Le Du Mai est le vaisseau de l’individuation (un autre concept cher à Jung). Il accompagne le processus de séparation de l’enfant et sa différenciation d’avec ses parents, représentant ainsi l’archétype* du Père. Il donne l’élan d’explorer le monde et la capacité d’en maîtriser l’espace. Le Du Mai accompagne également « la perte de l’innocence » : celle qui vient avec la prise de conscience que le monde peut être dur, cruel ou exigeant. Un manque d’énergie dans ce vaisseau conduit souvent à des comportements de retrait ou d’évitement du monde.
Exemple : je choisis le Du Mai quand le client décrit son enfance comme une période où, livré à lui-même, ses parents ne l’ont pas soutenu ni poussé à vivre ses rêves.
*Quand je parle de l’archétype de la Mère et du Père, je parle des personnes qui élèvent l’ enfant, quel qu’en soit le sexe.
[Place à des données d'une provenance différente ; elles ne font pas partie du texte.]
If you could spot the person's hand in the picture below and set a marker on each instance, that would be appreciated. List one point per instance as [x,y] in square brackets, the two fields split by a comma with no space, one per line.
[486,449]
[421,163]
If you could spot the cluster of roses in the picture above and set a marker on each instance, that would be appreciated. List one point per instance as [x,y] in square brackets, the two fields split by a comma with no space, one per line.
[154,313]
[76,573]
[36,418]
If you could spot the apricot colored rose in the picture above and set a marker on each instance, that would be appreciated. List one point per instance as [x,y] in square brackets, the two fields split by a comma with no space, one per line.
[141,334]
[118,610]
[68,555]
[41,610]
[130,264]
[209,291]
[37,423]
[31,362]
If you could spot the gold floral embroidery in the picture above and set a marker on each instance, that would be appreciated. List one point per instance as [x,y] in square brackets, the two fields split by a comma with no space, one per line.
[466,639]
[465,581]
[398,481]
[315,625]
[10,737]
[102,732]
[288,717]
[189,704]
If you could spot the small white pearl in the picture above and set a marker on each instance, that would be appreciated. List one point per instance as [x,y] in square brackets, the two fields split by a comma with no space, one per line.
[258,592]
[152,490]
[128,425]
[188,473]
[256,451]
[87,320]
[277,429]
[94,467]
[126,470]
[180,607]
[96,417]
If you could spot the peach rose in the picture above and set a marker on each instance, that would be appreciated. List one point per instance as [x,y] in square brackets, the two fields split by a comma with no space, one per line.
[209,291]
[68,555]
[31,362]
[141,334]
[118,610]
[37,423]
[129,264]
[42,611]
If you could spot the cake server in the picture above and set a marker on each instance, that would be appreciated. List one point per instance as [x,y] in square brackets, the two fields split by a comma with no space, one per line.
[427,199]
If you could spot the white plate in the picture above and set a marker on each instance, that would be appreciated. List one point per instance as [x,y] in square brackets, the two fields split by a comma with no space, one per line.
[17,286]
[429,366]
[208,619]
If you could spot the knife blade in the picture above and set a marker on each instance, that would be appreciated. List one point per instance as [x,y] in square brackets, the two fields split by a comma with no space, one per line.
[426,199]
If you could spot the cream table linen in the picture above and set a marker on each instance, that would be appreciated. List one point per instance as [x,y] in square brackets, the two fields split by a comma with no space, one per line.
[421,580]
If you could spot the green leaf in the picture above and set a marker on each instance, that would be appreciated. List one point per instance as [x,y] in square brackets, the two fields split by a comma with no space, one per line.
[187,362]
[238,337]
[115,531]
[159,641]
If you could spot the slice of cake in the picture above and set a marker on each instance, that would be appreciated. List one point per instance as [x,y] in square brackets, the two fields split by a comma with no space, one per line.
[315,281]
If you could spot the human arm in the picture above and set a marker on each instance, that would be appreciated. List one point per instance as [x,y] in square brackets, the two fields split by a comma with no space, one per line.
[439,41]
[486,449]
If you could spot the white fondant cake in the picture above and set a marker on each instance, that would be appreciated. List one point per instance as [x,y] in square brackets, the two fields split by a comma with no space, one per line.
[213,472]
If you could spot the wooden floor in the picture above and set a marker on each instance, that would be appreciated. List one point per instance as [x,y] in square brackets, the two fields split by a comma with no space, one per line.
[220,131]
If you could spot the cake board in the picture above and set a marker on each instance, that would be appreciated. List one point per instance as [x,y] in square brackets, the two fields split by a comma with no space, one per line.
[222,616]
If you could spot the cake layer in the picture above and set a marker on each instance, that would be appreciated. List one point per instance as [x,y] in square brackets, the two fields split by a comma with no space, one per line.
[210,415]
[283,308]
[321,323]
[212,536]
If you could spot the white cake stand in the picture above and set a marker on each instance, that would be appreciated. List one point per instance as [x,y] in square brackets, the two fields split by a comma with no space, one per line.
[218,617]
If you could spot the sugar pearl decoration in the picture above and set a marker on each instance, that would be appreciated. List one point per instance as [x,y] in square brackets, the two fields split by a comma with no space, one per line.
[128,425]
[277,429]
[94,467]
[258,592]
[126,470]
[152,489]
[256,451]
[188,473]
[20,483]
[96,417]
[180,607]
Une femme peut prendre le rôle de l’archétype du Père et, à l’inverse, un homme peut prendre le rôle de l’archétype de la Mère.
Les Merveilleux Vaisseaux secondaires : quand nos a priori et nos jugements d’adultes deviennent les ferments de la maladie dépressive
Voici les notions qui m’ont si souvent accompagné et questionné (et me questionnent toujours) pour déterminer sur quels MV travailler avec un client dépressif.
Les Wei Mai nous permettent d’utiliser les ressources du Chong Mai, du Ren Mai et du Du Mai avec la maturation de l’âge, le passage du temps et notre vieillissement : ils sont les vaisseaux des périodes de transition de notre vie. Ils nous apprennent à orienter nos ressources vers le lâcher-prise et le soin de soi, avec la prise de conscience que le temps nous est compté. Les Wei Mai sont souvent comparés à une étoffe créée sur un métier à tisser Jacquard : le tissu, ses motifs et ses images sont les créations du Yin Wei Mai, tandis que le mouvement du tisserand n’est possible qu’avec le Ki du Yang Wei Mai. Exemple : j’utilise les Wei Mai quand la maladie dépressive se déclenche avec le refus de vieillir, l’impossibilité de redéployer les ressources après des deuils (au sens large) et le refus, pour le client, de se projeter dans ses grandes transitions de vie.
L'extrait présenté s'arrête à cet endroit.